Gunungkidul – Gedung Puskesmas Saptosari yang rampung di bangun di Kalurahan Kepek di resmikan Bupati H.Sunaryanta, Kamis (31/3).
Bangunan gedung megah Puskesmas Saptosari relokasi dari tempat sebelumnya yang menempat di kalurahan jetis, di pindah akibat terdampak pembangunan infrastruktur jalan program nasional JJLS.
“Melihat bangunan lama tidak memenuhi syarat sebagai fasilitas kesehatan sesuai permenkes, selain juga karena terdampak pembangunan JJLS” terang Dewi.
| [PIC3] |
Gedung yang di bangun dengan Anggaran dari alokasi DAK senilai 5,6 Milyar, dengan luas bangunan 1000 m2 dibangun di atas tanah seluas 3200 m2.
” Selesainya pembangunan gedung puskesmas sudah cukup baik untuk menunjang pelayanan standar” tambahnya.
Selain itu dewi juga menyampaikan saat ini sedang dalam tahap akreditasi, sehingga dengan adanya gedung ini menjadi pendukung penilaian survei akreditasi yang selama pandemi ada kelonggaran akreditasi Puskesmas mundur.
Biasanya akreditas dilakukan setiap 3 tahun sekali dan tahun ini baru saja mendapat surat edaran kemenkes maksimal di bulan Februari hingga Maret 2023 sudah terkareditasi.
Saat ini di Gunungkidul terdapat 30 puskesmas yang sudah terakreditasi dan dilakukan reakreditasi setiap tahunnya.
Pentingnya melakukan akreditasi ini, jika tidak di akreditasi akan terputus dengan BPJS. Sehingga kedepan pasti akan memberatkan karena biaya akreditasi sangat mahal.
Dengan gedung baru ini tentu akan menambah semangat dan berharap pelayanan langsung di dalam gedung semakin meningkat dan memberikan rasa aman dan nyaman.
Menjadikan satu kebanggan di Saptosari sebagai layanan kesehatan milik pemerintah dan puskesmas lain masih menunggu giliran untuk mendapat gedung bagus dan megah.

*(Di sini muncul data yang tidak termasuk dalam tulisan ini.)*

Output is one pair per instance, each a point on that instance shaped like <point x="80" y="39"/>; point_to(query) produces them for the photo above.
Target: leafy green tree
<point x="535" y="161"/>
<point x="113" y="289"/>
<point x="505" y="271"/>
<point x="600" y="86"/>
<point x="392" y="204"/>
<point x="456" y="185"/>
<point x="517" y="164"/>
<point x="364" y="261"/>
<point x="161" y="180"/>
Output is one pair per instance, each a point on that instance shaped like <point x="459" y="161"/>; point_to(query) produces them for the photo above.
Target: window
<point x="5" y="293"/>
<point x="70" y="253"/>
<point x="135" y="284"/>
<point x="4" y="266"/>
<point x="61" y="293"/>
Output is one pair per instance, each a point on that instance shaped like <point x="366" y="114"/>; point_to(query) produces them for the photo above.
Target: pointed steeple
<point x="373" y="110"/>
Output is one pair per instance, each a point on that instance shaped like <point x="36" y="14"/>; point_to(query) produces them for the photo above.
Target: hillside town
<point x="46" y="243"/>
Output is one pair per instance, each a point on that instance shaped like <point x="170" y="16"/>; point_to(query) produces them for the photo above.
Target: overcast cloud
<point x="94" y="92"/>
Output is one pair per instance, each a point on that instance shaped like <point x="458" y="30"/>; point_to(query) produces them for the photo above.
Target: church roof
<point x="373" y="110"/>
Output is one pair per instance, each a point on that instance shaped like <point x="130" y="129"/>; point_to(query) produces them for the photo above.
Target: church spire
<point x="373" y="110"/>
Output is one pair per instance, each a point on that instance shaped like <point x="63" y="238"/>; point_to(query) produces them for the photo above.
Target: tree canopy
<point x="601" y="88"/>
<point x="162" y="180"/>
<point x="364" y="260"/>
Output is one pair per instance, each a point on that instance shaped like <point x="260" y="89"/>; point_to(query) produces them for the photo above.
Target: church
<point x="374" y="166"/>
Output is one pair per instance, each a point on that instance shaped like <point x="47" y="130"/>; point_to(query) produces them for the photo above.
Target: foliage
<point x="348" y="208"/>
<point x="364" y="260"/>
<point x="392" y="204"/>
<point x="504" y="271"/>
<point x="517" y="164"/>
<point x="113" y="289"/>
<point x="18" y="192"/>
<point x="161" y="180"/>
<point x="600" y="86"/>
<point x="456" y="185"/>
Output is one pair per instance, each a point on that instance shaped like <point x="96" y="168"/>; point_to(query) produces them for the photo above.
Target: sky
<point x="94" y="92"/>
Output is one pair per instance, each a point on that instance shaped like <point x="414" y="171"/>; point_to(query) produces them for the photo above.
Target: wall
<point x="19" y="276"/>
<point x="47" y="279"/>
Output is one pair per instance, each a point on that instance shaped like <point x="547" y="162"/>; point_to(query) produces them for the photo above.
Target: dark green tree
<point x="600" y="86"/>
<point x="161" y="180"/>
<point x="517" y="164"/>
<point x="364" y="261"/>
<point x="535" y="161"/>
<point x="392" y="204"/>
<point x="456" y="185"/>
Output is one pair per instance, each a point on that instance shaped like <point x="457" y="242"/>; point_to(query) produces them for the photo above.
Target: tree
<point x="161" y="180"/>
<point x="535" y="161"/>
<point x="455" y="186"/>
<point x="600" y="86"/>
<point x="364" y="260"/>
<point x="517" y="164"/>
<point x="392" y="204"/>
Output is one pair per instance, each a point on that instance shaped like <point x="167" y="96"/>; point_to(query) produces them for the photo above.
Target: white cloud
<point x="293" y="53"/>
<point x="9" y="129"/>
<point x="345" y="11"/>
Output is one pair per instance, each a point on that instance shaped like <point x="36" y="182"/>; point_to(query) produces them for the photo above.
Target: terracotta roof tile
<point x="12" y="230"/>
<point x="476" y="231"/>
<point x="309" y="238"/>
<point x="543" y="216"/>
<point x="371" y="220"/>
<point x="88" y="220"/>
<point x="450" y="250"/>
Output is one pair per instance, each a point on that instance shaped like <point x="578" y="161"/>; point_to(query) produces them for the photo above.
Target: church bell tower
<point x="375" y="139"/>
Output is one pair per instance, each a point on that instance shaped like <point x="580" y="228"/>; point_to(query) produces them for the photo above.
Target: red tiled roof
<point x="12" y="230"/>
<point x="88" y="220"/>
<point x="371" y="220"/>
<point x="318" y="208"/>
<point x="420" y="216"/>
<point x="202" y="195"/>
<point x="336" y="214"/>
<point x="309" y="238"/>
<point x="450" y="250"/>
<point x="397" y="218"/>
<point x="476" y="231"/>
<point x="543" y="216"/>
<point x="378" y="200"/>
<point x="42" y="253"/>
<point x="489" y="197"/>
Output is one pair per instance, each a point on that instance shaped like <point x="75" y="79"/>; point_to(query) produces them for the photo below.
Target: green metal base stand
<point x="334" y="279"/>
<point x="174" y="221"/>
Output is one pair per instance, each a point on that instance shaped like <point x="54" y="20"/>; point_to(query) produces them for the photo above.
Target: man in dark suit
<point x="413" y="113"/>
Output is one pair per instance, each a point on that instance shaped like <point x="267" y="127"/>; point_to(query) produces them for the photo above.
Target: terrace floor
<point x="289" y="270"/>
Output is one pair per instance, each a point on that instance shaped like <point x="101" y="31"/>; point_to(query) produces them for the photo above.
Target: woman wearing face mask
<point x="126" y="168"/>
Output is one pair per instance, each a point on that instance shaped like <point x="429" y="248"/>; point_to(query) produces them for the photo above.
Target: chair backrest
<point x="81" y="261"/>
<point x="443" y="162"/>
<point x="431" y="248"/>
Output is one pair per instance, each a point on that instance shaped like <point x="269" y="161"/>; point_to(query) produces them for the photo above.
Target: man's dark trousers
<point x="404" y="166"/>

Kepada karyawan akan lebih dekat dengan masyarakat, pandemi masih berlangsung meski gelombang 3 sudah terlewat namun berharap kepada semua di jajaran petugas kesehatan tidak lengah dan menjadi contoh menjaga dan mengawal prokes sebagai upaya mencegah pandemi.
Saat ini masih buntuh sinergi seluruh stakeholder dalam menggerakkan mengedukasi masyarakat dan pemanfaatan faskes dan pelaksanaan vaksin.
Sementara itu Bupati H.Sunaryanta dalam arahannya menyampaikan secara singkat masih di butuhkan peran dan kerja keras dari seluruh insan kesehatan dan seluruh stakeholder dalam mewujudkan masyarakat sehat. Dengan keberadaan 30 puskesmas yang terakreditasi namun masih balum maksimal, sehingga dalam layanan kesehatan masih di butuhkan trauma center, upaya ini bisa dilakukan dan di mungkinkan kerjasama dari pihak swasta.
Bupati juga menyinggung perihal keluhan tenaga kesehatan yang di tempatkan terlalu jauh dari kediamannya hal ini juga menjadi sebuah pertimbangan dalam penataan pegawai selanjutnya, Pungkasnya.[PIC2]
Simbolis peresmian di tandai dengan penandatanganan prasasti dan pengguntingan pita di lanjutkan mengunjungi fasilitas kesehatan .
Bupati juga berkesempatan melakukan pengukuran tensi dengan menggunakan alat digital.
Hadir dalam peresmian tersebut Bupati H.Sunaryanta, Staff Ahli, Asisten Bupati, Kepala Dinas Kesehatan dr.Dewi Irawati, M.Kes., Kepala Bappeda Saptoyo, S.Sos, Anggota DPRD Gunungkidul, Kepala Perangkat daerah.